Len Clark, 75, of Tebay, a track maintenance man on the West Coast Main Line for 43 years, recalls working during the long, harsh winter of 1962-63.

I HAVE a great memory of the winter of 1962-63 when I was working on the Permanent Way (the track) on the railway.

Starting in December, the temperature at Tebay hardly ever rose above freezing point for 12 weeks.

We were breaking ice on the Tebay water troughs every day for three months. There were about 20 of us, some using hammers and others had bars.

The troughs were about a quarter of a mile long, situated half a mile below Tebay Station.

The job was to keep the ice free in the troughs and keep the drainage holes open, to allow the excess water to flow away. The next morning you could not tell where you had been. The ice kept building up.

It was a miracle no-one got hurt, as every time an express train went past the ice was like shrapnel flying up. We went down the banking with our jackets over our heads.

The Carlisle-Settle Line had no water at Garsdale troughs so a lot of trains were diverted via Tebay and left the West Coast Main Line at Lowghill Junction, meeting up with the Carlisle-Settle Line later on.

Some of the Carlisle drivers did not know that route, so Tebay drivers took over if that was the case.

Then just into March the snow came, with gale force winds blocking roads and causing havoc on the railway around Shap.
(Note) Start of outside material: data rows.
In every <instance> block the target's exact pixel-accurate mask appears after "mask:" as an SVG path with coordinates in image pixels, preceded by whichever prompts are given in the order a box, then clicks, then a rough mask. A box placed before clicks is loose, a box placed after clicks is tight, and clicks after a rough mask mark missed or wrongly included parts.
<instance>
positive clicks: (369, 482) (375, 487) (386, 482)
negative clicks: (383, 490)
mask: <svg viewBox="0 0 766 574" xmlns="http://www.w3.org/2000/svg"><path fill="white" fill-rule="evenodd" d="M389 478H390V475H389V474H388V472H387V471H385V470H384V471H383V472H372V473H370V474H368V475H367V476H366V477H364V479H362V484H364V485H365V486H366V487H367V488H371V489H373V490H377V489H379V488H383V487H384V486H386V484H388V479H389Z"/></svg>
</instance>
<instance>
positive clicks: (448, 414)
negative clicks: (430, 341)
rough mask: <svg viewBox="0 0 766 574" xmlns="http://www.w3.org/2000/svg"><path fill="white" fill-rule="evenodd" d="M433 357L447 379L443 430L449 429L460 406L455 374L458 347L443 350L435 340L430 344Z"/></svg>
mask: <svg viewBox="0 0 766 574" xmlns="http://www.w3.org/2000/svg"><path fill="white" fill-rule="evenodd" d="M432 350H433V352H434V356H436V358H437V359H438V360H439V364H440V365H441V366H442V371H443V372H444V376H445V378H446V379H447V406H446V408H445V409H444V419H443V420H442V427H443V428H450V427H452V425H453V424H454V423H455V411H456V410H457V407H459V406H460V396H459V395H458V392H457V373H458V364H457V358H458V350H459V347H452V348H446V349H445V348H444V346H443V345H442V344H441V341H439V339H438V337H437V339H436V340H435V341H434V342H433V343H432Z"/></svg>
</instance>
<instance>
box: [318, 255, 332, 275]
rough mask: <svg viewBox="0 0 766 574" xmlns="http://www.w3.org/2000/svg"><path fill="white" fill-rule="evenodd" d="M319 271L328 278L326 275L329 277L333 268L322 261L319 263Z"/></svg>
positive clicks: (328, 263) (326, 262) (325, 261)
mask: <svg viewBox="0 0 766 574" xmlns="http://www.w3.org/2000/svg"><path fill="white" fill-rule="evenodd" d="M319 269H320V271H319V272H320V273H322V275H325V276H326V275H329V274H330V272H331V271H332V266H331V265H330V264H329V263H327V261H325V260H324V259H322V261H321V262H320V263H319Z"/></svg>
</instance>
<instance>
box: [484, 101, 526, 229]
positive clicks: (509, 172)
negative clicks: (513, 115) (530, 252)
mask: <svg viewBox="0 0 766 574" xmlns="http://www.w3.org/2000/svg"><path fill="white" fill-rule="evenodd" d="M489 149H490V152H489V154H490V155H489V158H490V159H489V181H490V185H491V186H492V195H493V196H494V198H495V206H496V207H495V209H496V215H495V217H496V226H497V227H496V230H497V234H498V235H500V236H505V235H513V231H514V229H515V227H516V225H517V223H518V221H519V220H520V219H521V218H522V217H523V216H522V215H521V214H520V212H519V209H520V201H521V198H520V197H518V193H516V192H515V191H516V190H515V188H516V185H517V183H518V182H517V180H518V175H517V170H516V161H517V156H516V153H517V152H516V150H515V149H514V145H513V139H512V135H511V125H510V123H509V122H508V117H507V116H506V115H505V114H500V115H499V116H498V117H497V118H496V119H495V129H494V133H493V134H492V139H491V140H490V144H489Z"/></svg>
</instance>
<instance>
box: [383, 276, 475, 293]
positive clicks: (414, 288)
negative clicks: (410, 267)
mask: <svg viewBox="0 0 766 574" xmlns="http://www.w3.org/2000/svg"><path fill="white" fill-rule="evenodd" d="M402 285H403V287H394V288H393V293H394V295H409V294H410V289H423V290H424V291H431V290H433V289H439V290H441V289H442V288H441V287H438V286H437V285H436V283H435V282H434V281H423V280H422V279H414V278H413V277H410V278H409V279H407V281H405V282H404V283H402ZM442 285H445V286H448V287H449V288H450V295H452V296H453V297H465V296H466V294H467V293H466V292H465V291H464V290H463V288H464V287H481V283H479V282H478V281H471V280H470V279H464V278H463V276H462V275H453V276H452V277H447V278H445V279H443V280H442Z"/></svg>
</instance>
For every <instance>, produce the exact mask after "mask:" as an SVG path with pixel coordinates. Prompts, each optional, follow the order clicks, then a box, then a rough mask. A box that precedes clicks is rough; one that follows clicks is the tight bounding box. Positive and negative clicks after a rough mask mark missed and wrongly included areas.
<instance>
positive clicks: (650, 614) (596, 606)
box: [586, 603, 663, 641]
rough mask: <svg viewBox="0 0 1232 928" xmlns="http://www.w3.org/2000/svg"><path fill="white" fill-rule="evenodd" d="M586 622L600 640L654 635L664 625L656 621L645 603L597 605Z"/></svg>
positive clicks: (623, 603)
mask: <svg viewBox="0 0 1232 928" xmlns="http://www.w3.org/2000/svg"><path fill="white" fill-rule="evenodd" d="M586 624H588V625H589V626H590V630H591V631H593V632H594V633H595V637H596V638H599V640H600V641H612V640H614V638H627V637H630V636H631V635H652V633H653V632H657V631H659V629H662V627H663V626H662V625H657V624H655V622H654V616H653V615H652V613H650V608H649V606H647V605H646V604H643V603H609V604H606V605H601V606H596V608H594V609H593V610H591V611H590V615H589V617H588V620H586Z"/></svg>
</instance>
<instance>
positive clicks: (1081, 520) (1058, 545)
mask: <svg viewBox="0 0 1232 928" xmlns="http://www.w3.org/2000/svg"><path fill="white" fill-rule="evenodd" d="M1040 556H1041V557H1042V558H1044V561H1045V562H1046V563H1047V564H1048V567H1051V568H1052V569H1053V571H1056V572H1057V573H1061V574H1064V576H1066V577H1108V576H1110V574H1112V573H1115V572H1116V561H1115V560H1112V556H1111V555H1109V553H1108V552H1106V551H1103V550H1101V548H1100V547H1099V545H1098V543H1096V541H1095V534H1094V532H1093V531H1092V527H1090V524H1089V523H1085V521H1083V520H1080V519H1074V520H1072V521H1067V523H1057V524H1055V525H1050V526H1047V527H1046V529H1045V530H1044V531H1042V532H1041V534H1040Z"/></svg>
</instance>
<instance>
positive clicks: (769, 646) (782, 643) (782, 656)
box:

A goods train got stuck in the cutting just north of Shap Summit, near the A6 road.

We had to go to dig it out after a train behind it tried to push it out but failed.

We could not get there by road so they stopped a passenger train at Tebay for us.

When we jumped out of it we landed up to our waist in snow. The snow was touching the telegraph wires in places.

They pulled the train out in two halves. We then got another train back home.